Es ist eine Eigenart unserer Psyche, dass wir uns selbst in vielen Situationen nicht so sehr über unsere individuellen Einzigartigkeiten definieren, sondern als Mitglieder von Gruppen. Wir haben die Fähigkeit, als Kollektiv zu denken und zu handeln. Lösungen müssen kollektiv gedacht werden und nicht nur auf individueller Ebene. Möglicherweise ist es also relevanter, Politik zu unterstützen, die zu einer klimagerechten Transformation führt, statt im Alltag zu recyceln oder kürzer zu duschen.

Aber warum passiert das nicht?

Menschen müssen darauf vertrauen, dass das Kollektiv, dem sie sich zugehörig fühlen, in der Lage und willens ist, etwas gegen den Klimawandel zu tun. Das sind also zwei wichtige Ansätze: kollektives Denken und ein Fokus auf die Schaffung neuer gesetzlicher Regelungen und Anreizsysteme anstatt nur auf den individuellen Alltag. Beides entgegnet der individuellen Hilflosigkeitswahrnehmung.
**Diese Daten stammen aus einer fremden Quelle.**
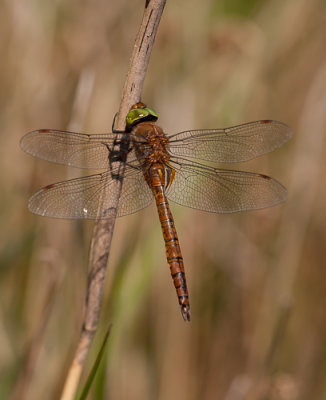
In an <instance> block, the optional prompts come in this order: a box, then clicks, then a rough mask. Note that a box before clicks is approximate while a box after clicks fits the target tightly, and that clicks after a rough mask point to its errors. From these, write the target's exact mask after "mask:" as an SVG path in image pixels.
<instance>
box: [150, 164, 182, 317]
mask: <svg viewBox="0 0 326 400" xmlns="http://www.w3.org/2000/svg"><path fill="white" fill-rule="evenodd" d="M164 177H165V174H164V166H163V165H162V164H154V165H153V166H151V167H150V168H149V169H148V171H147V176H146V180H147V182H148V184H149V186H150V188H151V189H152V191H153V194H154V196H155V200H156V206H157V210H158V215H159V219H160V222H161V228H162V232H163V238H164V242H165V252H166V258H167V262H168V264H169V266H170V272H171V276H172V279H173V283H174V287H175V289H176V292H177V296H178V300H179V304H180V307H181V313H182V316H183V318H184V320H185V321H190V304H189V296H188V289H187V283H186V276H185V271H184V264H183V257H182V254H181V249H180V245H179V239H178V235H177V231H176V229H175V225H174V220H173V216H172V213H171V210H170V207H169V203H168V201H167V198H166V195H165V191H164V188H165V179H164Z"/></svg>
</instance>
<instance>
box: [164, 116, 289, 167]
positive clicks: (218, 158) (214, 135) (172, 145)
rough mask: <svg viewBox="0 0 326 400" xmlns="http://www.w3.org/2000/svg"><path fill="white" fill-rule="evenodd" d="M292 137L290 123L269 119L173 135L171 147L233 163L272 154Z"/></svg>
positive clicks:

Gerade an dem Vertrauen in das Kollektiv scheint es zu mangeln.

Das stimmt. Es gibt einen überwältigenden Konsens in den meisten Gesellschaften, dass der Klimawandel ein riesiges Problem ist und dass dieses Problem angegangen werden muss. Einzelne unterschätzen das drastisch, dazu gibt es interessante Studien.

Wie lässt sich das Vertrauen stärken?

Es ist wichtig, auf diese breiten Mehrheiten hinzuweisen. Sowohl in den Medien als auch im Alltag. Jeder Einzelne kann darüber sprechen, dass ihm der Klimawandel Sorgen und das geringe Tempo im Klimaschutz Ärger bereitet. Viele haben Angst, die gute Laune zu verderben, wenn sie über den Klimawandel sprechen. Derweil teilen viel mehr Menschen diese Ansicht, als man denkt. Darüber sprechen hilft.